If an aqueous solution of #"Mg"("OH")_2# had a #"pH"# of #10.52# at #25^@ "C"#, what is the solubility of #"Mg"^(2+)#?

Given #"pH of Mg(OH)"_2 = 10.52#

#pOH = 14-10.52#

#"pOH of Mg(OH)"_2 = 14-10.52#

#"pOH of Mg(OH)"_2 = 3.48#

#("moles of OH")/("Liter") = 10^(-pOH)#

#("moles of OH")/("Liter") = 10^(-3.48)#

#(3.31xx10^-4 "moles of OH")/("Liter")#

From the chemical formula, we observe that there are 2 moles of OH for every mole of #"Mg(OH)"_2#

#(3.31xx10^-4" moles of OH")/"Liter"(1" mole of Mg(OH)"_2)/(2" moles of OH") = (1.66xx10^-4" moles of Mg(OH)"_2)/"Liter"#

Moles per Liter is the same as molarity.

I got #1.64 xx 10^(-4) "M"#.

Since #"Mg"("OH")_2# is placed into water, the #["H"^(+)]# we observe is within the context of the autoionization of water

#K_w = ["H"^(+)]["OH"^(-)] = 10^(-14)# at #25^@ "C"#

for

#"H"_2"O" rightleftharpoons "H"^(+)(aq) + "OH"^(-)(aq)#.

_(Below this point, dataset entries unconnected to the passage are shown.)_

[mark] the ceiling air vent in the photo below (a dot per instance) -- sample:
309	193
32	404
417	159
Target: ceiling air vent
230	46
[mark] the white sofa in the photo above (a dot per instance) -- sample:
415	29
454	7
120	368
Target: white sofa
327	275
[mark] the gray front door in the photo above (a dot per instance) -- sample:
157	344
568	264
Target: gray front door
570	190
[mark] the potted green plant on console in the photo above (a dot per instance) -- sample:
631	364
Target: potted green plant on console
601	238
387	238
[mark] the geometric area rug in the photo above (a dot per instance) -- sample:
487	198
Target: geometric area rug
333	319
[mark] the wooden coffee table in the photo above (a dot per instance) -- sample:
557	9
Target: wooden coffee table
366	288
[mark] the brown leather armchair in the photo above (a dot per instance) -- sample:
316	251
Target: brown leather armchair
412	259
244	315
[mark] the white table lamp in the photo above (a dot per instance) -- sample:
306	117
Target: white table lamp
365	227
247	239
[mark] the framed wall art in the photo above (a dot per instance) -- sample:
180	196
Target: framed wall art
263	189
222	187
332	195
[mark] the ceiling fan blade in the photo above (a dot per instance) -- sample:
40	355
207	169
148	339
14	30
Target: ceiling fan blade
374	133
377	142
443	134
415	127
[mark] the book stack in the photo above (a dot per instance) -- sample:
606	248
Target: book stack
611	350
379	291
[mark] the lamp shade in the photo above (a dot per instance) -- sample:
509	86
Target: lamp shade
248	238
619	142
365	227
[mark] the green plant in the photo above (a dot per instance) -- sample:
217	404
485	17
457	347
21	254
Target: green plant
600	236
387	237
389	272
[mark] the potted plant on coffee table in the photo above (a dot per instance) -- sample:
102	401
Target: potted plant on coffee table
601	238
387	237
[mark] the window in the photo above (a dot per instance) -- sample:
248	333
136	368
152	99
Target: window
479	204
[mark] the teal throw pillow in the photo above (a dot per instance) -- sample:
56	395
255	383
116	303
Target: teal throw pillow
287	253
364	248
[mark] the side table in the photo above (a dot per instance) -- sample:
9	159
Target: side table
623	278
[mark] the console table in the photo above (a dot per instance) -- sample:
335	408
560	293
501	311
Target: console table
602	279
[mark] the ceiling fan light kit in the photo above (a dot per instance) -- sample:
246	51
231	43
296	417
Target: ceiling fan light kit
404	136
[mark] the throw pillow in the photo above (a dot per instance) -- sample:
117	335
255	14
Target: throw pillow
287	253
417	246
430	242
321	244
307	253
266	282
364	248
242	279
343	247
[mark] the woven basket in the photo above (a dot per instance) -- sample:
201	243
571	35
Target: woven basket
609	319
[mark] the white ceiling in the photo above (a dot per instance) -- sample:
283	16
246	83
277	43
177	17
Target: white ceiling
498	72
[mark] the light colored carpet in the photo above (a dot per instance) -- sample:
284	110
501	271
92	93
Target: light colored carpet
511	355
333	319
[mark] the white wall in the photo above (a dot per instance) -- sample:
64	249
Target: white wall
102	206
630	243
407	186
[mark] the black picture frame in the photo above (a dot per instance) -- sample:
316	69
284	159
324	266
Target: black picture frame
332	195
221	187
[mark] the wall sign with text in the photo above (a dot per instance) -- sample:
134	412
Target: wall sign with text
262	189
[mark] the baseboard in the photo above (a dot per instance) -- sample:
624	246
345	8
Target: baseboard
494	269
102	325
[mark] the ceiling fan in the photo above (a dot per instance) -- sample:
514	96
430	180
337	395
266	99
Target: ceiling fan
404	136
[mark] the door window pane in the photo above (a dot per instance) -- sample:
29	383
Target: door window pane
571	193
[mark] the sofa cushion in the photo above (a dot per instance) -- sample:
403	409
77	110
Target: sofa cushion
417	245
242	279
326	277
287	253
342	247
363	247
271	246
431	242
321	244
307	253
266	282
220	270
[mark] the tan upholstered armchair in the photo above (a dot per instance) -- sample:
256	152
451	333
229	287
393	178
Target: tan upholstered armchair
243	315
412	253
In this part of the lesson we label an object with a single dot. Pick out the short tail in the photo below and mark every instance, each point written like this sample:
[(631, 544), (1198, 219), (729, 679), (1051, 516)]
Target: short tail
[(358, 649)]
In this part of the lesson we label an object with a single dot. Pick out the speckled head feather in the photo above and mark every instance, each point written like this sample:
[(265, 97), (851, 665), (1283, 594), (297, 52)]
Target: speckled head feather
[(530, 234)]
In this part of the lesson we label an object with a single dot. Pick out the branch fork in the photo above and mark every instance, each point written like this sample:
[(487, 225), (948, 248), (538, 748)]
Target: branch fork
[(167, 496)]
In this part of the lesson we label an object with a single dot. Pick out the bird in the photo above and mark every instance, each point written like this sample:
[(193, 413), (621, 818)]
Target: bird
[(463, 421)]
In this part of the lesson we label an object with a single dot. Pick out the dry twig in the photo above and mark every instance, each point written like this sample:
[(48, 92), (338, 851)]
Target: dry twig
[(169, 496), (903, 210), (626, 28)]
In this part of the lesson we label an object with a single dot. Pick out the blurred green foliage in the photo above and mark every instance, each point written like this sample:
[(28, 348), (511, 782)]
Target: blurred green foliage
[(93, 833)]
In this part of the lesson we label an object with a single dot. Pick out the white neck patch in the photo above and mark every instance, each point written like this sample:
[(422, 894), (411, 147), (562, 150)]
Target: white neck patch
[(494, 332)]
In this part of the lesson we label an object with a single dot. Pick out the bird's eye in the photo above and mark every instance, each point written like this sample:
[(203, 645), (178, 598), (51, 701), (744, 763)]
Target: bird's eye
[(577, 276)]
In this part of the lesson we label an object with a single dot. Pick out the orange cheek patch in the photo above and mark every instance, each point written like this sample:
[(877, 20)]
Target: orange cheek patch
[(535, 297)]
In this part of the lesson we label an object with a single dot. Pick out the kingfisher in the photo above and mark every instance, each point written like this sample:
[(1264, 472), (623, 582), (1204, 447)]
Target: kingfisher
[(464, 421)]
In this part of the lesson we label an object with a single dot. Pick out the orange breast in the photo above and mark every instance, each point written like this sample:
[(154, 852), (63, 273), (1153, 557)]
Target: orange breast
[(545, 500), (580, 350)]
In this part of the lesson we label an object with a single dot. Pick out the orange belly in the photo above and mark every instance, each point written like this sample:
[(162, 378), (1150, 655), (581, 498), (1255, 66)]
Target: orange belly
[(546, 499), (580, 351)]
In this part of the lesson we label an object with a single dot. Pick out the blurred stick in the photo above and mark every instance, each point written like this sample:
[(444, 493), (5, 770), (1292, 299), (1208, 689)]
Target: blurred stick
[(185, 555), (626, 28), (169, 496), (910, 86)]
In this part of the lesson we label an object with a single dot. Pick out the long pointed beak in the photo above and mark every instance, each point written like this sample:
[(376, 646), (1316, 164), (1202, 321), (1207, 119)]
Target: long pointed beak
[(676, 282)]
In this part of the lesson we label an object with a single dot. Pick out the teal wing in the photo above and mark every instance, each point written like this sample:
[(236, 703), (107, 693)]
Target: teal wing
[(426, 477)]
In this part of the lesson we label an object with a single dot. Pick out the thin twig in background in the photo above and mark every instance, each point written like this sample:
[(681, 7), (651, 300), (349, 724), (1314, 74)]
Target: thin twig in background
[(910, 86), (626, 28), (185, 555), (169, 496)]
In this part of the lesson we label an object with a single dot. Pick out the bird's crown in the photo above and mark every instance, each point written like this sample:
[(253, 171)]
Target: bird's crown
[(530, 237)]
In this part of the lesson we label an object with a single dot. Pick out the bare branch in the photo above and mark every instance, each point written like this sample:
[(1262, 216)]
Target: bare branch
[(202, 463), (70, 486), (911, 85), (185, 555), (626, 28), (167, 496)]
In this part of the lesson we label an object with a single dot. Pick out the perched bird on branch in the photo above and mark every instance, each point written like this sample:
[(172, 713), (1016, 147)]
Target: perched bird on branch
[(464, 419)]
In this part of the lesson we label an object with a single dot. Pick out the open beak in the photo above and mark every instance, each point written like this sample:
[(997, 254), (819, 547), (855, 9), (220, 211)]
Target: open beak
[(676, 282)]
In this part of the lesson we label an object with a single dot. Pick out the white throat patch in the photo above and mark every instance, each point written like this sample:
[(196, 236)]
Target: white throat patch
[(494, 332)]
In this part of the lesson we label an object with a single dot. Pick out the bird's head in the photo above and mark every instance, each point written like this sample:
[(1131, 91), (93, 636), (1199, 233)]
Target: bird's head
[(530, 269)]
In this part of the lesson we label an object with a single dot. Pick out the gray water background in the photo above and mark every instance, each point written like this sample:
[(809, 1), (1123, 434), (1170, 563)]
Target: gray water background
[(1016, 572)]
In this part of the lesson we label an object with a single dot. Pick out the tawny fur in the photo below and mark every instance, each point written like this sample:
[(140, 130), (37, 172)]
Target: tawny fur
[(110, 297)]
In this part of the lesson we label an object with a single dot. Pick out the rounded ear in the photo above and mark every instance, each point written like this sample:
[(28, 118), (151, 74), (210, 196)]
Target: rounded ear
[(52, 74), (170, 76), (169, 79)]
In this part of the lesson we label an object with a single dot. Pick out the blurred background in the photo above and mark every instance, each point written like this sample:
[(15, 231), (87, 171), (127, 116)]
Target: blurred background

Recall the definition of #"pH"#:

#"pH" = -log["H"^(+)]#

And so, first one can find the molar concentration of #"H"^(+)# in solution at #25^@ "C"#:

#["H"^(+)] = 10^(-"pH") = 10^(-10.52) "M"#

Consequently, one can obtain the molar concentration of hydroxide:

#["OH"^(-)] = K_w/(["H"^(+)]) = (10^(-14) "M"^2)/(10^(-10.52) "M")#

#= 10^(-3.48) "M"#

The dissociation of magnesium hydroxide is:

#"Mg"("OH")_2(s) stackrel("H"_2"O"(l))(rightleftharpoons) "Mg"^(2+)(aq) + 2"OH"^(-)(aq)#

The #"Mg"("OH")_2# is NOT a strong base (it is less soluble in water than #"AgCl"#!), so we may need to already know that for #"Mg"("OH")_2#,

#K_(sp) = 1.8 xx 10^(-11)#.

And so, its equilibrium mass action expression is:

#K_(sp) = ["Mg"^(2+)]["OH"^(-)]^2#

#= 1.8 xx 10^(-11) = ["Mg"^(2+)] (10^(-3.48) "M")^2#

Since #"Mg"^(2+)# is #1:1# with #"Mg"("OH")_2(s)#, we have:

#color(blue)(["Mg"("OH")_2(aq)] -= ["Mg"^(2+)]) = K_(sp)/(["OH"^(-)])^2#

#= (1.8 xx 10^(-11))/((10^(-3.48) "M")^2)#

#= color(blue)(1.64 xx 10^(-4) "M")#

METHOD CHECK

Now suppose we also tried by another method without knowing the #K_(sp)#; since we know #["OH"^(-)]# and that #"OH"^(-)# is #2:1# with #"Mg"("OH")_2(aq)#, we could also recognize that

#color(blue)(["Mg"("OH")_2(aq)]) = ["OH"^(-)] xx ("1 mol Mg"("OH")_2(aq))/("2 mol OH"^(-))#

#= 1/2 (10^(-3.48) "M")#

#= color(blue)(1.66 xx 10^(-4) "M")#

which is also quite close to what we got with the first method.